Fuimos a la dirección que dio Giuseppe Foglienzi en el hospital, pero el número no existe. En las casas cercanas nos dijeron que no lo conocían. Después fuimos directamente al hospital, bastante destartalado, donde un joven médico nos dice que es imposible hacer la búsqueda. En medio de los enormes problemas que tienen no hay suministros y no saben con qué tratar a la gente, enferma por la propagación de las epidemias. Pero luego buscó en unos archivos de la computadora y encontró que Foglienzi llegó al final de su vida y se le expidieron dos certificados de defunción: uno para la embajada italiana –porque lo habían registrado como italiano– y otro para la familia, que lo había retirado. Así que hay una familia que buscar.

Logramos convencer al doctor de que se tome un café con nosotros.
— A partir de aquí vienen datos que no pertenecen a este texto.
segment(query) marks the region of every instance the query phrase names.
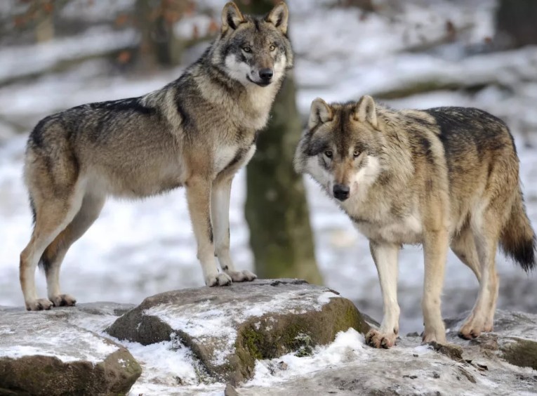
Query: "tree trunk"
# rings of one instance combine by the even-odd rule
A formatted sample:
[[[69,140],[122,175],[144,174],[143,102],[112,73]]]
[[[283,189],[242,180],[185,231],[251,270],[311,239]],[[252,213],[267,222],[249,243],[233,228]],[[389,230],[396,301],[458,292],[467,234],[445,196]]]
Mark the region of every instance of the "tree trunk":
[[[274,5],[270,0],[253,0],[240,8],[245,13],[263,15]],[[293,169],[302,130],[295,96],[289,74],[246,168],[245,214],[260,277],[298,277],[321,284],[304,183]]]
[[[190,3],[181,1],[136,0],[135,16],[141,34],[138,63],[142,70],[180,63],[184,43],[174,34],[173,25]]]
[[[512,48],[537,44],[536,0],[500,0],[496,18],[500,44]]]
[[[289,76],[246,168],[246,218],[257,275],[321,284],[304,183],[293,169],[301,121]]]

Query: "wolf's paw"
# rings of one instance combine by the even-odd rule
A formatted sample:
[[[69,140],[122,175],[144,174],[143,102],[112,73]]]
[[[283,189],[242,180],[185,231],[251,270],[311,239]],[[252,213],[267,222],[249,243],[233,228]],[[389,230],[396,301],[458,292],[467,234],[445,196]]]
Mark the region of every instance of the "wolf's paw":
[[[251,272],[248,270],[226,271],[225,273],[231,277],[233,282],[251,282],[258,277],[256,274]]]
[[[233,282],[231,277],[225,272],[209,275],[205,278],[205,284],[211,287],[213,286],[230,286],[232,283]]]
[[[484,331],[492,330],[492,324],[489,324],[489,329],[485,326],[485,321],[477,315],[471,315],[463,324],[458,331],[458,336],[465,340],[477,338]]]
[[[446,331],[444,329],[439,330],[425,329],[421,336],[421,345],[427,344],[432,341],[435,341],[439,344],[447,343]]]
[[[371,329],[366,334],[366,343],[373,348],[383,348],[387,349],[395,345],[397,335],[394,333],[382,333],[378,330]]]
[[[55,307],[72,307],[77,303],[77,299],[70,294],[58,294],[51,296],[48,299]]]
[[[50,310],[53,305],[48,298],[37,298],[26,302],[26,309],[29,311],[42,311]]]

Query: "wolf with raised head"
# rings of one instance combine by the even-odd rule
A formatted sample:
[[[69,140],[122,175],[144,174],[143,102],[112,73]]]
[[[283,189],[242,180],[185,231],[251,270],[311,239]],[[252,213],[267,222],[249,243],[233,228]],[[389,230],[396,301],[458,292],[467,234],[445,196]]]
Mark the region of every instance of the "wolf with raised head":
[[[60,266],[108,196],[144,197],[185,187],[206,284],[256,278],[237,270],[230,255],[230,192],[293,65],[288,16],[284,3],[263,18],[243,15],[227,3],[218,37],[175,81],[139,98],[73,107],[37,124],[25,164],[35,222],[20,254],[27,310],[74,305],[60,290]],[[37,294],[38,263],[48,298]]]
[[[384,311],[380,329],[366,336],[373,347],[396,341],[397,256],[404,244],[423,246],[424,343],[446,342],[440,296],[449,247],[479,282],[459,331],[465,338],[492,330],[498,245],[526,271],[535,268],[536,237],[512,136],[482,110],[396,111],[370,96],[329,105],[317,98],[295,169],[311,175],[369,240]]]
Me viene a la mente mi tío: muy izquierdista, quien antes de partir me contó varias cosas sobre Venezuela, así que en la conversación saco la historia de los médicos cubanos que llegaron por solidaridad. Me miran sorprendidos:

—Se fueron, muchos no volvieron a su país, aquí sólo quedan los militares y los espías cubanos. Hasta buenas personas eran algunos, pero los estudios de Medicina en Venezuela no están para nada atrasados. Y como quiera que sea le pagamos a los cubanos con una gran cantidad de barriles de petróleo.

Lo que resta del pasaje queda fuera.